NCT05580822 · Status: NOT_YET_RECRUITING · Phase: PHASE2 · Type: INTERVENTIONAL · Enrollment: 520

Last updated 2022-10-14

No results posted yet for this study

Summary

Recent studies revealed the safety and effectiveness of EVT in patients with acute occlusion at basilar artery, showing that up to 46% of patients receiving EVT had favorable functional outcome at 3 months (ATTENTION and BAOCHE trials, ESOC). Although the rate of successful recanalization can be as high as 90% , a large number of these patients remains to be functionally independent while recovery. In addition, a number of recent studies indicated the functional outcome of patients with successful recanalization of TICI 2b was not as good as those with TICI 3 grade.

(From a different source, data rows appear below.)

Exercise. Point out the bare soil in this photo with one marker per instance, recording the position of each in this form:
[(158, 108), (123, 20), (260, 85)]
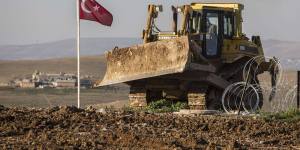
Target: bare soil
[(72, 128)]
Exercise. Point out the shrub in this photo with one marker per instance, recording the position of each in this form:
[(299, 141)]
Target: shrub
[(290, 115)]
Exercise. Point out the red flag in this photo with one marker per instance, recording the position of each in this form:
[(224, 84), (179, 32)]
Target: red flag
[(91, 10)]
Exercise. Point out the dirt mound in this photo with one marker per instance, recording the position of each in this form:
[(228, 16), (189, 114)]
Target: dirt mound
[(72, 128)]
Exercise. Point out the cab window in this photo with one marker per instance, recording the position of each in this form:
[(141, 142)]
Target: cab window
[(194, 22), (228, 25)]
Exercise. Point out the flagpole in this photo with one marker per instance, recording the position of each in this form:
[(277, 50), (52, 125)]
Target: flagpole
[(78, 52)]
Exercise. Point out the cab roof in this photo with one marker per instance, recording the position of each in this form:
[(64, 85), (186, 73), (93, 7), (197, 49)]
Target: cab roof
[(234, 6)]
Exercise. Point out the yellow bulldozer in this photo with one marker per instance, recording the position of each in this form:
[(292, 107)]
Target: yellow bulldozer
[(194, 62)]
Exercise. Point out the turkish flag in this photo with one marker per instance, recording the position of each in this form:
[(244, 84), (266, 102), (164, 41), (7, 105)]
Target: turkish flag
[(93, 11)]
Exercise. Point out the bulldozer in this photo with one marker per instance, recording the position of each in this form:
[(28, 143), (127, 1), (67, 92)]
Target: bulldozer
[(195, 61)]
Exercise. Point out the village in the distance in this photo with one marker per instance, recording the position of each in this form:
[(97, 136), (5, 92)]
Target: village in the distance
[(40, 80)]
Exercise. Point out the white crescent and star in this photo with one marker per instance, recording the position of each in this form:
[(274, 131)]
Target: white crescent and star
[(83, 6)]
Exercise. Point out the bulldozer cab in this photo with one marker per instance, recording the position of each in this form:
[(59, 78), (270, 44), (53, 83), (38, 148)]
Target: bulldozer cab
[(210, 25)]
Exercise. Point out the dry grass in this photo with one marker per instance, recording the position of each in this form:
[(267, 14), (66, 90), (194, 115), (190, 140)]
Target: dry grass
[(91, 65)]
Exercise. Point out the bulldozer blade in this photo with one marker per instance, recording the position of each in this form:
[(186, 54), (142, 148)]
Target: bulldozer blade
[(146, 60)]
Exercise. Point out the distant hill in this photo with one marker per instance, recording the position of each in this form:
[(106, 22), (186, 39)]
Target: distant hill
[(287, 51), (65, 48), (90, 65)]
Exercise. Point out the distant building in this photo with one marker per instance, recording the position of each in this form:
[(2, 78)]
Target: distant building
[(86, 83), (26, 83), (65, 83)]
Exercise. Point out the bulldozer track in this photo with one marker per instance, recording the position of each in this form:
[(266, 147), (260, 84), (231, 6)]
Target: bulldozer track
[(197, 100)]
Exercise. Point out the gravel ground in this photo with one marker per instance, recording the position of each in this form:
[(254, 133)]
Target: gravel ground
[(72, 128)]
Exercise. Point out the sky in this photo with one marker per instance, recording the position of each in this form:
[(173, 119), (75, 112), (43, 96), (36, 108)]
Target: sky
[(39, 21)]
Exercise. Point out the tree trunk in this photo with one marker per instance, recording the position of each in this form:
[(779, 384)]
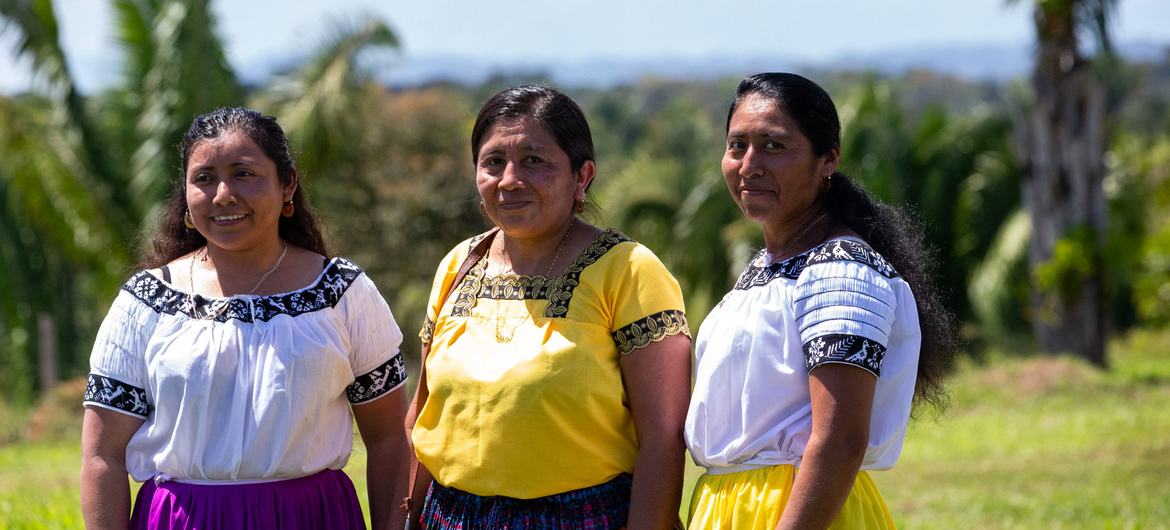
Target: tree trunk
[(46, 351), (1062, 186)]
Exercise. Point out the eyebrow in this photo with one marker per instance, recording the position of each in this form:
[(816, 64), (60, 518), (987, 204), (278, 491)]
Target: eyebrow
[(241, 162)]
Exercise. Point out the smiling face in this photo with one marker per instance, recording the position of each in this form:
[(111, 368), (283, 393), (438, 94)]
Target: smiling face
[(771, 170), (234, 193), (525, 179)]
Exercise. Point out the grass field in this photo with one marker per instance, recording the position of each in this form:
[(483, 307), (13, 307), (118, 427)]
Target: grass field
[(1026, 444)]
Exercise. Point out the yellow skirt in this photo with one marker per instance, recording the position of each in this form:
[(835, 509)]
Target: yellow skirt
[(754, 500)]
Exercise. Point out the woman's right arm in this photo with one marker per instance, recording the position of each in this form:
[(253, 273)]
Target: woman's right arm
[(104, 487)]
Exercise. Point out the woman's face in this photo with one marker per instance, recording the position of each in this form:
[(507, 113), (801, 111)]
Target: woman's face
[(771, 170), (525, 179), (234, 193)]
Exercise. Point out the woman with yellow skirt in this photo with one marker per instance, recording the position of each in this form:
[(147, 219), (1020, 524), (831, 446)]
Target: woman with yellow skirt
[(807, 370)]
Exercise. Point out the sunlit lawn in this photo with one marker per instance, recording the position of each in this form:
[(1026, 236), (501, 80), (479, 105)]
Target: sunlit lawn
[(1026, 444)]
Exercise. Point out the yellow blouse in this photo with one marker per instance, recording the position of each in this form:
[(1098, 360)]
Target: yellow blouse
[(527, 397)]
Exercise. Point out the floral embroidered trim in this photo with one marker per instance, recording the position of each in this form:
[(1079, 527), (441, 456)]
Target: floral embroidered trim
[(846, 349), (557, 290), (334, 282), (112, 393), (839, 249), (516, 287), (562, 291), (651, 329), (427, 332), (378, 381)]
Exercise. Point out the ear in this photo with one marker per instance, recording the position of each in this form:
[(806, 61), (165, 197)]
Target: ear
[(584, 177), (828, 163), (289, 188)]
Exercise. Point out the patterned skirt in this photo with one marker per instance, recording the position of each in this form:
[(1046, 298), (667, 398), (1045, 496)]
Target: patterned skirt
[(318, 501), (603, 507), (754, 500)]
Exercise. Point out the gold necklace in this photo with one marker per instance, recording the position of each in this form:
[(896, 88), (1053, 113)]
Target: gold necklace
[(503, 332), (218, 305)]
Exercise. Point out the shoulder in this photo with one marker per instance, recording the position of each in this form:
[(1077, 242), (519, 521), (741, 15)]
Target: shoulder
[(847, 253)]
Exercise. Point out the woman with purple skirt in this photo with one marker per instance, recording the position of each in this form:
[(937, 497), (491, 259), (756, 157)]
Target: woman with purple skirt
[(228, 371)]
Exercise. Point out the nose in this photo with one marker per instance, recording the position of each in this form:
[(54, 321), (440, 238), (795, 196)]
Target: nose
[(510, 179), (751, 164), (224, 193)]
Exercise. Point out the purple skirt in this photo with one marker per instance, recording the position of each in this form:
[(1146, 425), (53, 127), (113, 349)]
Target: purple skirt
[(319, 501)]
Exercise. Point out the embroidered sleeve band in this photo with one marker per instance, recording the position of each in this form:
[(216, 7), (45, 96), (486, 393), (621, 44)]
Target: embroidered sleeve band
[(378, 381), (845, 349), (116, 396), (651, 329)]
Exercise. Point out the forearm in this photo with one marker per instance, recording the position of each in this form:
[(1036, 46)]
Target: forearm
[(386, 479), (104, 494), (823, 483), (658, 486)]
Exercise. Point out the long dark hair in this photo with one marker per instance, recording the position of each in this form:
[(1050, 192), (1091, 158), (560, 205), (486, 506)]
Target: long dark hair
[(555, 111), (172, 239), (889, 231)]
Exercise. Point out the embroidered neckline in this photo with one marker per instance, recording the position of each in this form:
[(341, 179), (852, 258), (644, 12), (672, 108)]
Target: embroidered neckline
[(323, 293), (834, 249), (558, 290)]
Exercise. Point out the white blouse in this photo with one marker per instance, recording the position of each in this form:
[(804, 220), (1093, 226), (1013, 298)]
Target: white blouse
[(246, 389), (839, 302)]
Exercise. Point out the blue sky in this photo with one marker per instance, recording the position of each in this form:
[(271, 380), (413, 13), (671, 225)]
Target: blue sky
[(260, 33)]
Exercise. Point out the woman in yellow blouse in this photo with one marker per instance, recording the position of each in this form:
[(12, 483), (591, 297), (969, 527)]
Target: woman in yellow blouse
[(559, 363)]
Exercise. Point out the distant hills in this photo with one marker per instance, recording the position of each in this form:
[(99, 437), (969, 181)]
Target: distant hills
[(983, 62)]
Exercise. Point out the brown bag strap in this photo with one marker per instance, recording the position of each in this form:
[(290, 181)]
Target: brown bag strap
[(420, 391)]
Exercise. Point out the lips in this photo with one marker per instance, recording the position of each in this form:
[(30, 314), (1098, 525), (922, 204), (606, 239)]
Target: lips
[(514, 204), (228, 219)]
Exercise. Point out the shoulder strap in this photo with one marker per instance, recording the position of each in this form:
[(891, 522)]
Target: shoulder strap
[(420, 391)]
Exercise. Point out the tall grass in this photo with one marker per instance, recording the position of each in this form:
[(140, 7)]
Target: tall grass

Therefore, restoring reperfusion of distal vessels and territorial microcirculation may be pivotal to further improvement of neurological outcomes for AIS patients receiving EVT. Correspondingly, a very recent Spanish multicenter randomized trial showed the effect of further functional improvement of post-EVT intra-arterial alteplase for successful mechanical thrombectomy in anterior circulation More importantly, head-to-head comparison between TNK and tPA showed the former has a significantly higher chance of reperfusion, indicating that TNK may be a potentially better candidate for post-EVT bridging.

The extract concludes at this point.